Quand la tension d'une transat retombe, Morgane Ursault Poupon décrit sa joie extrême


Morgane Ursault Poupon raconte dans ce podcast comment à la fin de la Route du Rhum 2018 sur son Class40, quelques heures avant l'arrivée, elle exulte de joie et pleure de bonheur en repensant au chemin parcouru pour en arriver là. 

Ça s'est passé le 1er décembre 2018 au lever du jour. Je termine ma traversée de l'Atlantique, ma première transatlantique en solitaire. Moi qui ai passé seulement quatre jours en mer en solo avant le départ de cette Route du Rhum 2018. Je suis en train de terminer la plus belle de mes aventures. Dans quelques heures si tout va bien, je dis si tout va bien parce que même si on est à quelques mètres de la ligne d'arrivée quand on ne l'a pas franchi, la course n'est pas terminée parce que tout peut arriver.

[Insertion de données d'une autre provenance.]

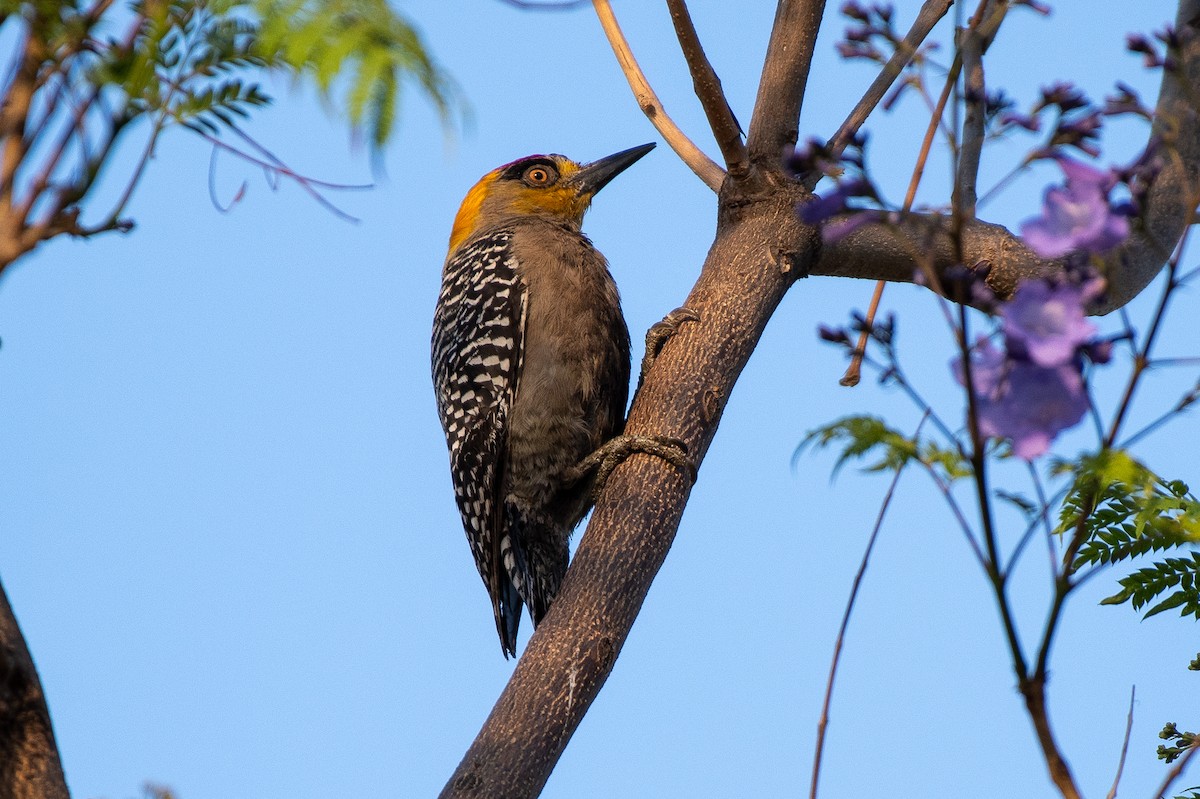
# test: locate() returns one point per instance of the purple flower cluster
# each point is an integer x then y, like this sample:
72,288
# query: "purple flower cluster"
1078,216
1033,389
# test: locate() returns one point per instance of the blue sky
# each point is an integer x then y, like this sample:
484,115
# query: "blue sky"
227,521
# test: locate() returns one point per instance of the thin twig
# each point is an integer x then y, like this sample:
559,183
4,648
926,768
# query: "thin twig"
1141,360
823,722
550,5
708,89
1125,745
973,42
1043,516
930,13
691,155
964,193
856,362
275,167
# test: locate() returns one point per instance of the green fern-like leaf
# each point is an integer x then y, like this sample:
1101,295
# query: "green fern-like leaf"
861,436
365,42
1147,584
1126,510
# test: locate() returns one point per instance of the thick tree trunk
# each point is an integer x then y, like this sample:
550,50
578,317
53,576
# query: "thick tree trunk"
760,250
29,757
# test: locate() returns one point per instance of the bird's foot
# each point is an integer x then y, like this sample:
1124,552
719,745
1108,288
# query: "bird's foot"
610,456
659,334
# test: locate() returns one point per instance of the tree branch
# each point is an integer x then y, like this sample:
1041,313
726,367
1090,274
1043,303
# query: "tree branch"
708,89
930,13
972,43
700,163
29,757
785,73
761,246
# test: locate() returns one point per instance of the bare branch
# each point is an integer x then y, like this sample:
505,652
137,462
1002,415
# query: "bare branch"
964,196
930,13
1125,745
823,722
785,74
973,42
708,88
29,757
691,155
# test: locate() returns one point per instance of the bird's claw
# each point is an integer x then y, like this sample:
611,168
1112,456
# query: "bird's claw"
610,456
659,334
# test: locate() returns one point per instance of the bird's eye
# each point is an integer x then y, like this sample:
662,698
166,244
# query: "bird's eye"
539,175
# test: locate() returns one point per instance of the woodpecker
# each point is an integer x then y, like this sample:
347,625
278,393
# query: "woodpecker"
531,368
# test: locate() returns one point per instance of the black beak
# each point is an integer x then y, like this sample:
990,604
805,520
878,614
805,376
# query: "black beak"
595,175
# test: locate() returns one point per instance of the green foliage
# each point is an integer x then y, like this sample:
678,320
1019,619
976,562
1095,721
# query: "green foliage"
865,434
1146,584
1180,743
1125,511
365,40
193,61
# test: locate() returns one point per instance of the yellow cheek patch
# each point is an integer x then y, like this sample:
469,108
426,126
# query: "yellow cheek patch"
468,212
557,200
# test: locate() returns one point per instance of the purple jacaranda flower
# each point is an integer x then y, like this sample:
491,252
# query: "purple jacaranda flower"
1045,323
1077,216
832,203
1023,402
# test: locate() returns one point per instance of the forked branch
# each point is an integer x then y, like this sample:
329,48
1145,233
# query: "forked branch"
708,89
691,155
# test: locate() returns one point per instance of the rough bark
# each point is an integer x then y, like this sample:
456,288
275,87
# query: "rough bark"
759,251
760,248
29,757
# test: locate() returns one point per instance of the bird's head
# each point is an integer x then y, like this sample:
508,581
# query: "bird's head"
550,186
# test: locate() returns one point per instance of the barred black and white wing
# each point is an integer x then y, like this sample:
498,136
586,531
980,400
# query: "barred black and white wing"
478,330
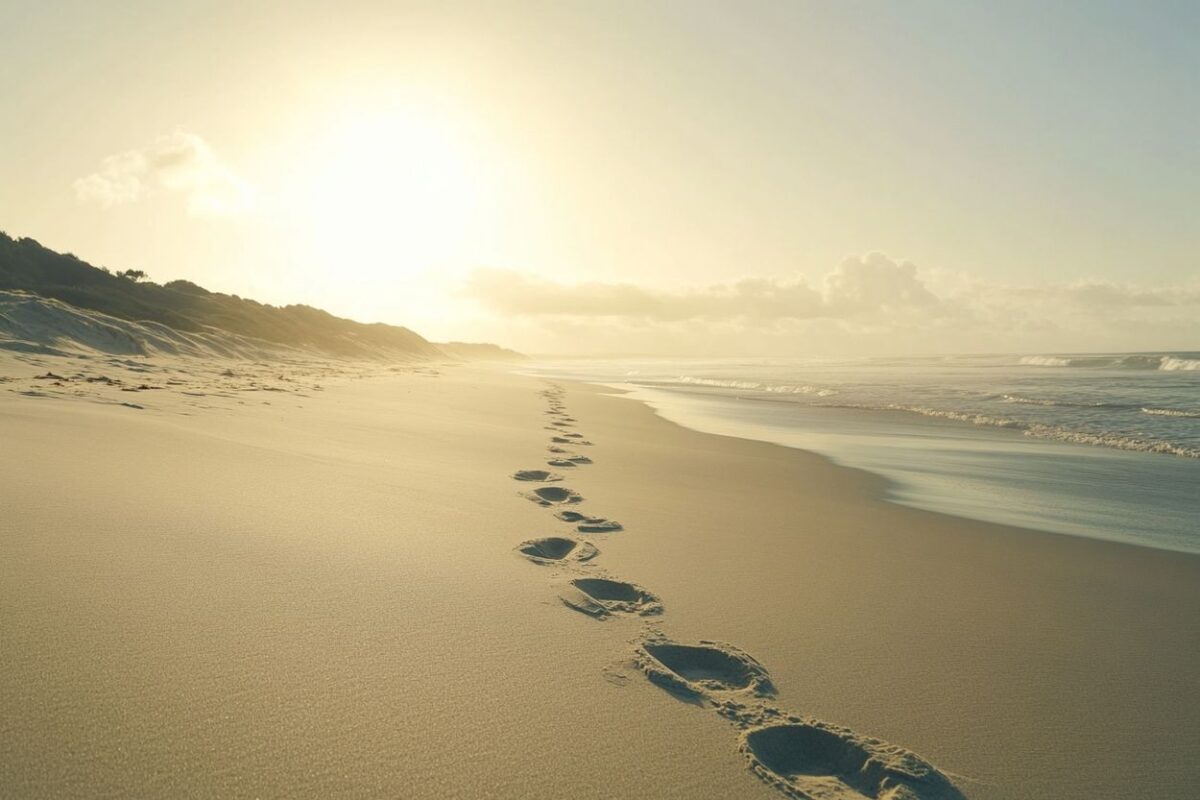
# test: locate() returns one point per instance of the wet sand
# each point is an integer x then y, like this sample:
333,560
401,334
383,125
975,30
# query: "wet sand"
333,595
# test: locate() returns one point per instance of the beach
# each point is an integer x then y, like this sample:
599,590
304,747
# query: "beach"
318,594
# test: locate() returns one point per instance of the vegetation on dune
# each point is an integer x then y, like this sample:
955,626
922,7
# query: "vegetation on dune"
29,266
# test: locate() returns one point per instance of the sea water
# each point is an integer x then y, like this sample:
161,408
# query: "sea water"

Dans quelques heures, si tout va bien, je vais franchir la ligne d'arrivée après 27 jours de mer. Waouh ! Je peux vous dire que je suis dans un drôle d'état assez indescriptible. Déjà la veille à une heure du matin, je me suis pris un casier de pêcheur alors que les conditions étaient parfaites, le bateau avançait bien, 5 à 7 nœuds. Et là obligé de faire un 360 avec le bateau.Je me suis même demandée à un moment si je n'allais pas être obligé de plonger en pleine nuit, pas très réjouissant comme situation...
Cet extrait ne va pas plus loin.